Sunovion Pharma., Inc. v. Teva Pharms. USA, Inc.

Reversing district court decision of summary judgment of non-infringement and granting infringement as a matter of law.

Fall 2013

GENERICally Speaking: A Hatch Waxman Litigation Bulletin

Case Name: Sunovion Pharma., Inc. v. Teva Pharms. USA, Inc., No. 2013–1335, 2013 U.S. App. LEXIS 19656 (Fed. Cir. Sept. 26, 2013) (Circuit Judges Lourie, Schall, and Reyna presiding; Opinion by Lourie) (Appeal from D.N.J., Wigenton, J.)

Drug Product and Patent(s)-in-Suit: Lunesta® (eszopiclone); U.S. Patent No. 6,444,673 (“the ’673 patent”)

Nature of the Case and Issue(s) Presented: Sunovion appealed the district court’s opinion granting summary judgment of non-infringement. The ‘673 patent is directed to a pharmaceutical composition of the single-enantiomer drug eszopiclone. Eszopiclone is the (S)-enantiomer of the chemical compound disclosed in the claims, which in its racemic form is known as zopiclone. The FDA requires that each tablet of Lunesta contain not more than (“NMT”) 0.3% of eszopiclone’s corresponding levorotatory enantiomer, (R)-zopiclone. The district court premised its decision in part on the interpretation of the term “essentially free” limitation in the asserted claims and Dr. Reddy’s assurances that it would follow its internal manufacturing guidelines. The district court construed the term “essentially free” to mean “less than 0.25% of the levorotatory isomer.” On appeal, Sunovion argued that the claim limitation should be “largely but not wholly free of the levorotatory isomer, which encompasses greater than approximately 90% dextrorotatory isomer by weight of the total weight of zopiclone.” The Federal Circuit rejected Sunovion’s construction. The term “essentially free” appears only in the claims and does not appear anywhere in the written description.

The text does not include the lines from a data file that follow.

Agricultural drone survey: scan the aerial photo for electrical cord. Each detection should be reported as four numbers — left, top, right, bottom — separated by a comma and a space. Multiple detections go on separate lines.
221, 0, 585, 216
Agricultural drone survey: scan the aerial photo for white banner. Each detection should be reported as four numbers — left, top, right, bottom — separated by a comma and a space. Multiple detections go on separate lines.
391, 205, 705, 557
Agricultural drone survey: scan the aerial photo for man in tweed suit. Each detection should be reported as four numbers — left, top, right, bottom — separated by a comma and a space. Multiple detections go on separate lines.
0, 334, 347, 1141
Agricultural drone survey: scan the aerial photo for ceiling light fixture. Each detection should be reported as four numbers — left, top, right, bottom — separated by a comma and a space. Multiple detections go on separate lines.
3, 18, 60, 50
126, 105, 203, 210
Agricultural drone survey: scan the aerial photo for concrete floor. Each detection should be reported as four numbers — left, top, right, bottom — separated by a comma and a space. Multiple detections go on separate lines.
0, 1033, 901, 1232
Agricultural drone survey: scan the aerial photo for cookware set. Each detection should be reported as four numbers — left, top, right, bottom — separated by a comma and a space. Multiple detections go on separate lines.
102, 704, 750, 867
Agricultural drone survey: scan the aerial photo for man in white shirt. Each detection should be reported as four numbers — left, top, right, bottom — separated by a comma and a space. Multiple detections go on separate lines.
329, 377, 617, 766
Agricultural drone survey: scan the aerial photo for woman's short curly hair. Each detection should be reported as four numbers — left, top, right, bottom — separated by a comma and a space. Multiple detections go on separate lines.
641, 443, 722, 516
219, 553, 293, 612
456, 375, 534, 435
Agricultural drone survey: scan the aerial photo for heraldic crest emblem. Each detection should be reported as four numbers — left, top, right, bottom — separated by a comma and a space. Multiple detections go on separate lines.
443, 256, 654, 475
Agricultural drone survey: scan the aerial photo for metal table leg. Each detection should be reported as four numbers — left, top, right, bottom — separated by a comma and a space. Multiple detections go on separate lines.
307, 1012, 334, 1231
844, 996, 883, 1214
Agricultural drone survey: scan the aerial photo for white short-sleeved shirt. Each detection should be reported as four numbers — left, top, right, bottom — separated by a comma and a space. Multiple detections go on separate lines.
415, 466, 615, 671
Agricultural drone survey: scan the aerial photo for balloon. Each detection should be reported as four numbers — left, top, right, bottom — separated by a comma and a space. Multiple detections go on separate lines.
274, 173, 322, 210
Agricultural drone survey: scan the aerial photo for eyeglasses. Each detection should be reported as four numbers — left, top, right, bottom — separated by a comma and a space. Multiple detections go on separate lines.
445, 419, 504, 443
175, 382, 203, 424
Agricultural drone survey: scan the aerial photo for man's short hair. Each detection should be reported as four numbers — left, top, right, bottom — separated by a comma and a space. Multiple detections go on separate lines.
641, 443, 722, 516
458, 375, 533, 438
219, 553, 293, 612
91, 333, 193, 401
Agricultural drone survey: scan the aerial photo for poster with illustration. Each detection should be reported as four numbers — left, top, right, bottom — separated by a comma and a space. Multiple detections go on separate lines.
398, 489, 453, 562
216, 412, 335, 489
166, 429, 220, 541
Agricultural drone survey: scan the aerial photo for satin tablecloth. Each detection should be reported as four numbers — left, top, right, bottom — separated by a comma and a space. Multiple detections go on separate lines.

But during prosecution, to overcome an obviousness rejection, the applicant pointed to Example 1, and submitted a co-inventor declaration stating the “pure form” of the dextrorotatory isomer of zopiclone “as described in Example 1” contained “lower than 0.25% of the levorotatory isomer.” Based on those statements and others during prosecution, the Federal Circuit affirmed the district court’s construction. Despite affirming that construction, the Federal Circuit reversed the district court’s finding of non-infringement.

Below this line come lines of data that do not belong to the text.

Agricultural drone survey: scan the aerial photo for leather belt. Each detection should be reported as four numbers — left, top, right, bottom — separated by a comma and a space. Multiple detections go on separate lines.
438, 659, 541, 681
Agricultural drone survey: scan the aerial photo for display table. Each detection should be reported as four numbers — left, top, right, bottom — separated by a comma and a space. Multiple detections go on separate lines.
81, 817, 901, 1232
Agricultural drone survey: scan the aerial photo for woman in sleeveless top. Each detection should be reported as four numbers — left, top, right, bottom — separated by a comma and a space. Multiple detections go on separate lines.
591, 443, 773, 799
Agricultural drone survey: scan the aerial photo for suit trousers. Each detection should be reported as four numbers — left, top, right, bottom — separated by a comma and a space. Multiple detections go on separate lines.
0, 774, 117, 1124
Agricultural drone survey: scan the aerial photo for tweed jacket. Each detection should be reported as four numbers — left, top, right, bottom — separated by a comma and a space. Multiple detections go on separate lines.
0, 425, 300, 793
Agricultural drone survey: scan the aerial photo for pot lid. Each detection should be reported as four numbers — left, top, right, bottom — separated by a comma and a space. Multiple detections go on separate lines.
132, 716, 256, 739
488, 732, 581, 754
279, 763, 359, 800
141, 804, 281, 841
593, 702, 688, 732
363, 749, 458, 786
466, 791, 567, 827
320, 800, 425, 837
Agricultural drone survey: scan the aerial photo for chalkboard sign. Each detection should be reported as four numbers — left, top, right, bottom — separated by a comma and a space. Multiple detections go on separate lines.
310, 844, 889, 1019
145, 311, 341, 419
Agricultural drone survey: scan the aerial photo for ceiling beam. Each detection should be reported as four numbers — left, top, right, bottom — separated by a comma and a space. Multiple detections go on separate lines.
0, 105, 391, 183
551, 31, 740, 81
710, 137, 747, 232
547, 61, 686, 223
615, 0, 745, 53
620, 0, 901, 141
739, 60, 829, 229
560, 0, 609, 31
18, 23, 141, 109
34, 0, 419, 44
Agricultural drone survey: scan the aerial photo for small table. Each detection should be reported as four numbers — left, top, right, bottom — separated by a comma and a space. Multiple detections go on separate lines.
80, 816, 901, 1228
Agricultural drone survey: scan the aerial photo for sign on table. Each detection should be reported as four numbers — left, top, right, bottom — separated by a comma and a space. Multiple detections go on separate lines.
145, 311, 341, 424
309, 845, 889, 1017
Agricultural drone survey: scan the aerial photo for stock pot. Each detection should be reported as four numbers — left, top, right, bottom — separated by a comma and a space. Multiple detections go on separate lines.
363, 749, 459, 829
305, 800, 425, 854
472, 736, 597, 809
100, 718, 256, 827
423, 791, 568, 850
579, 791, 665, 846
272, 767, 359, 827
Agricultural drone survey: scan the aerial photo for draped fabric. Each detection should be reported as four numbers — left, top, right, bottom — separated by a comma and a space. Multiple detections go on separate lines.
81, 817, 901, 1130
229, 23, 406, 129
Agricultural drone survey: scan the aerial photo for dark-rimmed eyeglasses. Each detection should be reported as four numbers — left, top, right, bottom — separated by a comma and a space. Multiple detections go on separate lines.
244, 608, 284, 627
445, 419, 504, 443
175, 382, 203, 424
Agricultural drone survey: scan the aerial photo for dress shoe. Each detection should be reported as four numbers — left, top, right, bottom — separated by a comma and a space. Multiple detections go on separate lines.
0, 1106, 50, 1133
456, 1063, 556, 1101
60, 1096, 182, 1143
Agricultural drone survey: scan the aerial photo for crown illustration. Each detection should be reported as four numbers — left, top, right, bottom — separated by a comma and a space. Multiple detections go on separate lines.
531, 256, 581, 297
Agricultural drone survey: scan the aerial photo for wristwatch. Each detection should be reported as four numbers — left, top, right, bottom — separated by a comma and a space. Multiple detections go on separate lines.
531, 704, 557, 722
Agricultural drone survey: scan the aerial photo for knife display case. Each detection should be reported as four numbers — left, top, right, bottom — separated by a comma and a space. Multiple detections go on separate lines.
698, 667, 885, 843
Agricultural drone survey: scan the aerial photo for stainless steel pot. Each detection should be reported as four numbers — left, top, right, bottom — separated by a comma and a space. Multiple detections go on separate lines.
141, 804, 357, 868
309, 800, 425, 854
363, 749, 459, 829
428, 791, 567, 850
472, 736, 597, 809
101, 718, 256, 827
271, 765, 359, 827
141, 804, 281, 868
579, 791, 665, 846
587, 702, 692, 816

Why Sunovion Prevailed: Dr. Reddy’s amended ANDA seeks FDA approval for generic eszopiclone products with 0.0–0.6% levorotatory isomer. The Federal Circuit stated that this fact alone mandates a finding of infringement since the requested range falls within the term “essentially free.” Dr. Reddy’s argued that it does not infringe because its internal manufacturing guidelines requires its generic eszopiclone products contain at least 0.3% levorotatory isomer. Dr. Reddy’s further provided the district court with a certification that it would only market tablets containing 0.3–0.6% of levorotatory isomer. Lastly, Dr. Reddy’s argued that Sunovion is free to sue Dr. Reddy’s after it launches should Sunovion’s test results reveal a lesser percentage. The Federal Circuit was not persuaded by any of Dr. Reddy’s arguments.

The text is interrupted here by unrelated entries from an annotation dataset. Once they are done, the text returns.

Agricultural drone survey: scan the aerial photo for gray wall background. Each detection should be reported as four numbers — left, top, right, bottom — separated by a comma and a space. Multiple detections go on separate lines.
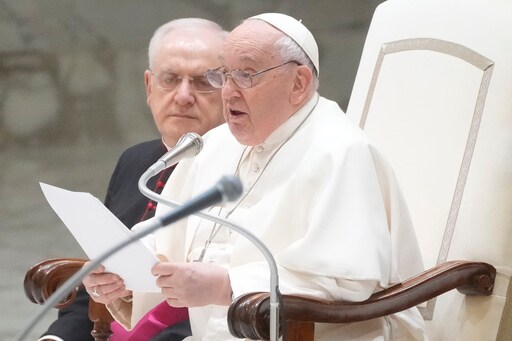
0, 0, 381, 340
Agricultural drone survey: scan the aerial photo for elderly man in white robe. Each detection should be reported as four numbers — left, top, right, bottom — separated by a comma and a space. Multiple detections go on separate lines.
85, 13, 426, 341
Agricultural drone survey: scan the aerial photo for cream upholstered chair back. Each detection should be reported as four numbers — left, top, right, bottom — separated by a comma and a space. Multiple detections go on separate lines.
347, 0, 512, 341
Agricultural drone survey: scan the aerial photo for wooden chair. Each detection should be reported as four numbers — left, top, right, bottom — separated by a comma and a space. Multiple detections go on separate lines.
23, 258, 114, 341
25, 0, 512, 341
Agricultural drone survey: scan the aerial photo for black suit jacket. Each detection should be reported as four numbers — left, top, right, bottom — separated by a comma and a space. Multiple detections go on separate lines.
45, 139, 172, 341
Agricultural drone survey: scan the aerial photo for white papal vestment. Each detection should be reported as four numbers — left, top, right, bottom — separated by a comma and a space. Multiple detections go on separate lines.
111, 94, 424, 341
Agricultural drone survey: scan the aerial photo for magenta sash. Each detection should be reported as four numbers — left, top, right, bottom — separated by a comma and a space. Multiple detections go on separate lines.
110, 301, 188, 341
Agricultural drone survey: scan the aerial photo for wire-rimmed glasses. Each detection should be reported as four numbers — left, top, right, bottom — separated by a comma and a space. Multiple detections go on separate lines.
150, 70, 217, 93
206, 60, 300, 89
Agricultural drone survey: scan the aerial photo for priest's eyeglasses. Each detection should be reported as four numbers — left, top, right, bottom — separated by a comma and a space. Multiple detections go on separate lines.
206, 60, 300, 89
150, 70, 217, 93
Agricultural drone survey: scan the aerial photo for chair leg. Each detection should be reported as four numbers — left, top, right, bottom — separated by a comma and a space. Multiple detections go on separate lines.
89, 299, 114, 341
91, 321, 112, 341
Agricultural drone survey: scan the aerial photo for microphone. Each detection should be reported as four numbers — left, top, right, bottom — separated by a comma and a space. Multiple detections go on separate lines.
139, 163, 280, 341
146, 133, 203, 178
16, 176, 243, 341
137, 133, 203, 202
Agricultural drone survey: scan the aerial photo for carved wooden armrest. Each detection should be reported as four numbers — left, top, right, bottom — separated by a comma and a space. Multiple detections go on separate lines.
23, 258, 113, 341
228, 261, 496, 340
23, 258, 87, 309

Under the Hatch-Waxman framework, the act of filing an ANDA is the technical act of infringement for jurisdictional purposes. But the ultimate infringement question is determined by traditional patent law principles and focuses on the product that the ANDA applicant is asking the FDA to approve. Dr. Reddy’s actions do not overcome the fact that it asked the FDA to approve and hopes to receive from the FDA, approval to market a product within the scope of the patent-in-suit. The court explicitly stated that “[a]llowing Reddy to avoid infringement based on its unconventional and unenforceable ‘guarantee’ when it is asking for and may receive FDA approval to market a product within the scope of the innovator’s patent, would be incompatible with the basic principles of patent law.”